Norfolk State, the Eagles’ next opponent, has always been a game that leaves NCCU fans on the edge of their seats until the final whistle.
Last season in Durham, the Spartans ended the Eagles 18-game conference win streak and 11-game home win streak with a seven-point victory. The previous season, in Norfolk, NCCU won 34-31, their first MEAC win of the 2016 en route to an undefeated league record and a outright MEAC title.
Fans would have to go back to 2013 to find a double-digit win, an 11-point victory by the Spartans. Eastman couldn’t put his finger on exactly what it was that always make for close games with NSU (3-2, 1-1). Both teams pride themselves on playing a physical brand of football, he said.
“It’s not a team you can take lightly,” Eastman said. “We definitely have to get up for that football game. I think it stems from a mutual respect.”’’
For the first time since 2015 the Eagles are 1-1 in league play. At this point every team is chasing 4-0 FAMU at the top of the league standings. There is five-team logjam in the middle of the conference, with A&T, Bethune-Cookman, Howard, Norfolk State and NCCU each with one loss. Eastman said that speaks to the parity of the league, but knows they can keep climbing the rankings. Three of those five teams are on the remaining schedule for the Eagles.
“It’s one game at a time,” Eastman said. “This is the most important game in our program’s history because this one is the next one up. We feel like that we are in a playoff football situation.”
Discipline on the field has been an issue for the Eagles for some time now, and the problem popped up again, at the worst time, versus Howard. It didn’t cost NCCU the game, but it did put Howard in position to almost connect on a short, game-winning touchdown.
On the last drive of the day for the Bison, Eagles’ junior defensive end Kawuan Cox was called for roughing the passer, moving the ball to the 17. Moving forward, Eastman knows those plays can’t continue to happen. Roughing the passer penalties and late hits could be chalked up to guys being aggressive, but Eastman can’t pinpoint if that’s it. Either way, he wants it to stop.

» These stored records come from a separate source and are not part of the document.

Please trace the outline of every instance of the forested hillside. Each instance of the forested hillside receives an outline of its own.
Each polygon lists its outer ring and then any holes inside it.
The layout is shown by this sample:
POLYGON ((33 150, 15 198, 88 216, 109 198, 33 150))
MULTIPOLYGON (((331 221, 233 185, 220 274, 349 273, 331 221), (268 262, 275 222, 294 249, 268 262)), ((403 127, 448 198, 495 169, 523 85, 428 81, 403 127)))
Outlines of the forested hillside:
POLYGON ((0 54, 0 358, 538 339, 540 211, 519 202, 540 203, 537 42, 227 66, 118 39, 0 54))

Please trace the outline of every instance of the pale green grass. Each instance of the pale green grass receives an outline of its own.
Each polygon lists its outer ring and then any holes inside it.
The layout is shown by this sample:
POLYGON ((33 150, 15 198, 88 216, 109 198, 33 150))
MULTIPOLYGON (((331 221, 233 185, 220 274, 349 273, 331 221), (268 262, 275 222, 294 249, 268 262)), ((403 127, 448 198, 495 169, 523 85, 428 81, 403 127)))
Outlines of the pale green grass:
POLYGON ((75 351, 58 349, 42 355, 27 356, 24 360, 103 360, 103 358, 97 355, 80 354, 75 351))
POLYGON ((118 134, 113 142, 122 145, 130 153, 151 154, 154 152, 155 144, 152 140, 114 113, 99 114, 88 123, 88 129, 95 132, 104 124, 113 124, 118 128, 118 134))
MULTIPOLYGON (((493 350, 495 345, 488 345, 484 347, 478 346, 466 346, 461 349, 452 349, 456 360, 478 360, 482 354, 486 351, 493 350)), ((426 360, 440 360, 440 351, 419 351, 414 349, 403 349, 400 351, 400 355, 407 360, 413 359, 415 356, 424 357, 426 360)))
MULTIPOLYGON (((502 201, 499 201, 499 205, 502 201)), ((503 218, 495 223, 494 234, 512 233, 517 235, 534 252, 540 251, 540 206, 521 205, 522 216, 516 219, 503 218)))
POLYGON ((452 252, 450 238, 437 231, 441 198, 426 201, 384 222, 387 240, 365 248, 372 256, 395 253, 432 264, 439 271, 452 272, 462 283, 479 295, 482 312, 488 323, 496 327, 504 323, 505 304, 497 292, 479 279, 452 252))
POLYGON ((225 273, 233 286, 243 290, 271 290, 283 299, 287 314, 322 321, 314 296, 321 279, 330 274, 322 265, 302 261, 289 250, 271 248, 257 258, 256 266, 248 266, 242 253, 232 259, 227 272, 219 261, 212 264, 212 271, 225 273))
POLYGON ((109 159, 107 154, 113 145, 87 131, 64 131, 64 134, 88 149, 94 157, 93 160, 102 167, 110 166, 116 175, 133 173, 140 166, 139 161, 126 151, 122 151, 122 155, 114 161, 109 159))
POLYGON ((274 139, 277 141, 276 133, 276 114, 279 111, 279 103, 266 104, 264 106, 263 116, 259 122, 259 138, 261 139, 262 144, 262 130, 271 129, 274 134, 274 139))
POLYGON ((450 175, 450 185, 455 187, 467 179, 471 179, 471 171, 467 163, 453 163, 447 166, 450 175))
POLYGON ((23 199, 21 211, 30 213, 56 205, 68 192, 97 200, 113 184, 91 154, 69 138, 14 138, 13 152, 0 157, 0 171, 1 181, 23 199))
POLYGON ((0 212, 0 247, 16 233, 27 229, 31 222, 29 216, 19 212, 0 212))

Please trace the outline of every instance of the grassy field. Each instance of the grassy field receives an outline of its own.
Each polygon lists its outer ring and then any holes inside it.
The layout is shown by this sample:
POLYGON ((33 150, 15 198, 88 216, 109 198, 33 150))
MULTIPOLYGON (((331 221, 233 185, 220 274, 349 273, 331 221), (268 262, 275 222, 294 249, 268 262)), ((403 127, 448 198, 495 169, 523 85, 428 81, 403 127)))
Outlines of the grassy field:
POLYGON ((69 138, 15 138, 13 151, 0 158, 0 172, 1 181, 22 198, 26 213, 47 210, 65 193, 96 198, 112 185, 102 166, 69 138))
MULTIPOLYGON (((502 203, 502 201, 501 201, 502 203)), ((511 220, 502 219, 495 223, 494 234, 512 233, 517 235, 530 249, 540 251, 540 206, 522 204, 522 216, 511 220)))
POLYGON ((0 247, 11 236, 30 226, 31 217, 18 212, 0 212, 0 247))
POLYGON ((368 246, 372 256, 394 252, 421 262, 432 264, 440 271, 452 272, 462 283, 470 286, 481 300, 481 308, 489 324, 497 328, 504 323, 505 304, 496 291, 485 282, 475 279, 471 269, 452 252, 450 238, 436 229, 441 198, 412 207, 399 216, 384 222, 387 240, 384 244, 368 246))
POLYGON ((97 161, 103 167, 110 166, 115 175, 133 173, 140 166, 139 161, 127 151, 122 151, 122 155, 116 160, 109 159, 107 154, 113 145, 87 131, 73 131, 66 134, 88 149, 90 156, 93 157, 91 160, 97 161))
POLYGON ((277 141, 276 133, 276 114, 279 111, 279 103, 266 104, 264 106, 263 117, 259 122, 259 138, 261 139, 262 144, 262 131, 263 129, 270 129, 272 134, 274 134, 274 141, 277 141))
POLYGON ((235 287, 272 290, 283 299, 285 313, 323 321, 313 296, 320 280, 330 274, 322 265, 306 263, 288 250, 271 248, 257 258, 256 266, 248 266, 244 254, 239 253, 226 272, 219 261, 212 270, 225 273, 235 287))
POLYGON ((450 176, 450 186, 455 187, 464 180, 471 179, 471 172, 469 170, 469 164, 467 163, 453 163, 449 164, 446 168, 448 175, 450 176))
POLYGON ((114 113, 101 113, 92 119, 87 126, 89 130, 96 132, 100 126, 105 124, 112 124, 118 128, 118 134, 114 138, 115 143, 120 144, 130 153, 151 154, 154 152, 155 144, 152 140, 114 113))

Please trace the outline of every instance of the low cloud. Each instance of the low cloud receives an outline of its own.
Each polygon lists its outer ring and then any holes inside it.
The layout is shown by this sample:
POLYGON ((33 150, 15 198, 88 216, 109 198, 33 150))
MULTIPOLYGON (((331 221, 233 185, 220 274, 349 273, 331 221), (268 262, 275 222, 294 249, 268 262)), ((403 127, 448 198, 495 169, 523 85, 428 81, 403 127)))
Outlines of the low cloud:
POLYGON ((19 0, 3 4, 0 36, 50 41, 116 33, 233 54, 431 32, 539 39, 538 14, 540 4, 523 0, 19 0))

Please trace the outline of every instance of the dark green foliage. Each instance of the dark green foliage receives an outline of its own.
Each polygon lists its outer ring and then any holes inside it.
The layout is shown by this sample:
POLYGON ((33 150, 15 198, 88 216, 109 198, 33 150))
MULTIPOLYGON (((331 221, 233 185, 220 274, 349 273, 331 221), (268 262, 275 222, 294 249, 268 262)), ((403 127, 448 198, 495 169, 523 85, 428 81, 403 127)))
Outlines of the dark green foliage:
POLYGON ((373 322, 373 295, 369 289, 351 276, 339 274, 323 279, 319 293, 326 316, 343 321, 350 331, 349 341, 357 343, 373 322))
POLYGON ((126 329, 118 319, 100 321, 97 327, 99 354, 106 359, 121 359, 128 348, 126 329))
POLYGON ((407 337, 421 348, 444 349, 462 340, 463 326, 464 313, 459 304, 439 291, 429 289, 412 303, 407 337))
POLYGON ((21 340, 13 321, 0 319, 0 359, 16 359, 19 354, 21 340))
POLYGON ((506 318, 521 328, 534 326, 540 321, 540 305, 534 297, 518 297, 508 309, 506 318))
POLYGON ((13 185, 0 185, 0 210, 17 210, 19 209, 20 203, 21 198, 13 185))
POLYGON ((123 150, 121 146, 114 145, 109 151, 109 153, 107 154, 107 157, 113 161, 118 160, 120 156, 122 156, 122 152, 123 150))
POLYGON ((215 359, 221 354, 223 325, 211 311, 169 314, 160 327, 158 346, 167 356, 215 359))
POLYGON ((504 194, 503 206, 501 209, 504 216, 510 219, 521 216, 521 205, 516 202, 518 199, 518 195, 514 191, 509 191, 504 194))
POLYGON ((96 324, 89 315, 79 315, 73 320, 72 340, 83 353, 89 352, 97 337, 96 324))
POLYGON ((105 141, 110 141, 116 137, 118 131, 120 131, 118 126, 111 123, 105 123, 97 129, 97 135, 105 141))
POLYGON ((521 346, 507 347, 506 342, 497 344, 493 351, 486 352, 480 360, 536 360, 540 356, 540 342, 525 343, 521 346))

“I think as a coach you have to take into consideration that sometimes there are some aggressive penalties,” Eastman said. “Majority of them are just bonehead. They are penalties of mindlessness and those can’t be tolerated.”
CALDWELL VS. NEWTON
NCCU quarterback Chauncey Caldwell, coming off a 464-yard day, said he models his game after Carolina Panthers quarterback Cam Newton. Like Newton, Caldwell, 6-2, 225 pounds, is a big body quarterback who can run (153 rushing yards versus Howard) and throw. Caldwell said Newton is his favorite player and it turns out that Caldwell is 2-0 against Newton’s younger brother, Caylin, the starting quarterback at Howard.
“I’m a competitor,” Caldwell said. “I compete in everything I do in life, so it feels pretty good.”